La expresión de negación de Cartwright parecía una mueca pintada en su cara.
—Pobre Jack —terció Fournier—. El pobrecito era siempre el segundo violín, siempre a la sombra del excelso Carlin Mackenzie. Me resultó fácil encontrar un aliado y enseguida aprovechó la oportunidad de contarme todo lo que estaba ocurriendo. Fui yo quien se apoderó del diario Medici en 1966 y parecía bastante posible que hubiese más tesoros enterrados en la cripta. No iba a permitir que otras personas diesen con ellos, ¿no creen?
—Entonces, ¿se enteró de la existencia del objeto en cuanto lo encontramos y mató a mi tío para robarlo?
—Fue una lástima.
Edie lanzó una mirada a Cartwright.
—Eres un cabrón —le espetó con rabia.
—No hemos venido aquí a arreglar disputas familiares. —Saltaba a la vista que Fournier estaba disfrutando con el papel de maestro de ceremonias—. Tenemos asuntos mucho más urgentes que atender. Esta cámara fue diseñada por Contessina de’ Medici y construida unos años después de su fallecimiento, un mausoleo en el que ella y su amado esposo pudieran descansar juntos por toda la eternidad. Todo muy conmovedor, pero lo único que me interesa es el contenido de esa humilde cajita de ahí. —Señaló el pedestal que había junto a las tumbas.
»Como sin duda sabrán ya, Cosimo de’ Medici y su futura esposa Contessina viajaron hasta este lugar hace casi exactamente seiscientos años. En aquel viaje los acompañaban dos hombres: Niccolò Niccoli y Ambrogio Tommasini. Habían salido de Florencia auspiciados por un místico y filósofo viajero llamado Francesco Valiani, quien los guió hasta la biblioteca del monasterio, donde se creía que se ocultaban importantes documentos de la Antigüedad. Pero ellos, o más bien Ambrogio, encontraron mucho más. Él descubrió una extraña sustancia capaz de proteger a la gente de las enfermedades, pero que a la vez podía resultar letal, un agente bioquímico.
—¿Qué tiene que ver todo eso con nosotros? —preguntó Jeff a bocajarro—. Por amor de Dios, suelte a mi hija.
Candotti ignoró la súplica.
—El contenido de esa caja tiene muchísimo que ver con usted,
signor
Martin —continuó Fournier—, y Rose es mi pequeña póliza de seguros. Usted y la
signorina
Granger forman un tándem magnífico; sabía que encontrarían la manera de llegar hasta aquí, después de todo lo que han tenido que pasar. De hecho, contaba con que lo conseguirían, porque ustedes poseen una información que yo necesito.
—¿Ah, sí?
—Necesito cuatro números —dijo Fournier—. Cuatro números romanos, para ser exactos. Y yo sólo tengo dos, los que aparecen grabados en la llave que nos llevamos de la Capilla Medici, los números D y M. Eso me plantea un problema.

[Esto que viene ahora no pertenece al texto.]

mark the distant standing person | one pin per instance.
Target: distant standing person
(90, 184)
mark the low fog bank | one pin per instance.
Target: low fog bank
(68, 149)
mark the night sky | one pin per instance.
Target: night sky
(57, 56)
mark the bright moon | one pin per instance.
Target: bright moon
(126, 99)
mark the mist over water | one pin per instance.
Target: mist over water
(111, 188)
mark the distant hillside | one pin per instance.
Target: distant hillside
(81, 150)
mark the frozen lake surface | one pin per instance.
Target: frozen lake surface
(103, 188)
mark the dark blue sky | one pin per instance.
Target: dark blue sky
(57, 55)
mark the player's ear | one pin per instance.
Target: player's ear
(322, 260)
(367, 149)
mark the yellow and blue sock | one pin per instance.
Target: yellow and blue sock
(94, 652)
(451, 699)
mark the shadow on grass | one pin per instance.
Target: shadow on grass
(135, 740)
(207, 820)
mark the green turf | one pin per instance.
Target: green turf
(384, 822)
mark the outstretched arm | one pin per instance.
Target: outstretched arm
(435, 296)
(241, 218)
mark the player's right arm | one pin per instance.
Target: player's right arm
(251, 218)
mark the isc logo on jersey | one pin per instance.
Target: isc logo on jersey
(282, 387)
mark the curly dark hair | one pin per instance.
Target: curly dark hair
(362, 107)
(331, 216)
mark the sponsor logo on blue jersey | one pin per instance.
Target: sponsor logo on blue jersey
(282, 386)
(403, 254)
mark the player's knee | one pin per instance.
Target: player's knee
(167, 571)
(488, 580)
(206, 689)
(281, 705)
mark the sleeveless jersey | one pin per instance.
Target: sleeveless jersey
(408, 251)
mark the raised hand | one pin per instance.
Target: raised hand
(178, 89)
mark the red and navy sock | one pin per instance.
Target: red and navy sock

Jeff se encogió de hombros.
—Pero también se lo plantea a usted,
signor
Martin. —Fournier sonrió de manera siniestra—. Durante sus idas y venidas han descubierto dos números romanos más que mi gente no ha sabido encontrar. Habríamos podido ahorrarnos muchas preocupaciones esta tarde si alguien hubiese tenido más iniciativa. Ahora me entregará esos dos números.